The Citadel was at what I suppose is the highest point in town, on a flat ledge, with an attempt at making it into a park. But it looked desolate, little used, inhospitable, and potentially dangerous because of its isolation. There were Arabic looking ruins (arches), and it may also have been the site of the Crusader fortress I’d read about somewhere. It offered views, but because of trees and haze, I doubt much shows. Furthermore, I lost the photos from this little jaunt because of that recurring corrupt file problem.
The problem surfaced when I spotted a young man walking in front of me wearing a large kippah and sporting dreadlocks—the proverbial Orthodox Jew—and with a t-shirt advertising Caterpillar. Would have been perfect. But the camera wouldn’t record, and then I saw the heart stopping-error message: FOR, meaning this card is not formatted. I switched cards, the camera then recorded, the man was long gone. Was this an act of god, protecting that man?
I could put together an exhibit of the photos that I didn’t make because of various technical and mental reasons.
Then down to the artists’ colony—Tsfat prides itself on being artist-friendly, and it seems to be, and counter cultural with its blend of Orthodox Jewry, art, and new age spirituality, most all of this perhaps stemming from its kabalistic origins. Some of the leading rabbis of kabala worked and died here. Originating here, the movement spread to Spain during its progressive centuries before Isabella and Ferdinand stupidly expelled Jews and Arabs. A highlight of the colony was the old mosque converted into the “General Art Gallery.”
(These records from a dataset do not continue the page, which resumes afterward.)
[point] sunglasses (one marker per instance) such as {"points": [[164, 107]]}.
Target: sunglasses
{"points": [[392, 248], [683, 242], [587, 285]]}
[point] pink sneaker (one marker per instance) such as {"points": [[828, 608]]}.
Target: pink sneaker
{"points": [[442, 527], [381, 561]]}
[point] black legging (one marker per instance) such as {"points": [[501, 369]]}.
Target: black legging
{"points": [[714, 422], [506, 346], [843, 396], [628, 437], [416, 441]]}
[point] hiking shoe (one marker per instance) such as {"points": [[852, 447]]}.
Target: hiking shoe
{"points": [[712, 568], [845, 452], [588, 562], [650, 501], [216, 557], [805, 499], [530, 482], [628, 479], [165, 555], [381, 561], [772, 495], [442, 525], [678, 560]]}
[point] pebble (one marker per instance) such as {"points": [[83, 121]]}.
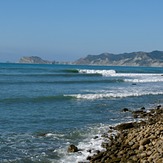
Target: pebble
{"points": [[136, 142]]}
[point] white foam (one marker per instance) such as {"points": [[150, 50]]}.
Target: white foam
{"points": [[131, 77], [89, 143], [102, 72], [113, 95]]}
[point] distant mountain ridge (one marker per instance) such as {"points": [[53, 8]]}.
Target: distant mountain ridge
{"points": [[34, 60], [154, 59]]}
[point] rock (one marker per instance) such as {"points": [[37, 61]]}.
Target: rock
{"points": [[124, 126], [143, 108], [96, 137], [72, 148], [145, 141], [125, 110]]}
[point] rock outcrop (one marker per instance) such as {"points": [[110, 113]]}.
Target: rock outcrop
{"points": [[33, 60], [137, 142]]}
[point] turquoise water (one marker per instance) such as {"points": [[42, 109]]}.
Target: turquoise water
{"points": [[44, 108]]}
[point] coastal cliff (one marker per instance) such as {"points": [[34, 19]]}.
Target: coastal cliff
{"points": [[154, 58], [34, 60]]}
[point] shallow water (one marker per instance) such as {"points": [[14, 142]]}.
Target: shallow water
{"points": [[44, 108]]}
Nearly all the art was abstract and I wondered, if we placed a random selection of some of this with a random selection of art from Windows from Gaza could people distinguish a different? And if not, what does this suggest about the power and meaning of this art?
To me, generally bored by all abstract art (unless it’s my photography), this is a sure sign of impotence. Virtually nothing here about the history of founding this country, the presence of Arabs, the occupation, and little about being Jewish—that I could see. Were I Jewish I might have reveled in depictions of my people.
One corridor in the synagogue section resembled the corridor in Hebron thru parts of the Old City, those parts with wire mesh overhead to protect Hebron’s stalwart Palestinians from the garbage and shit thrown down by Jewish settlers. So I made a photo of this and hope I can pair it with similar photos from Hebron.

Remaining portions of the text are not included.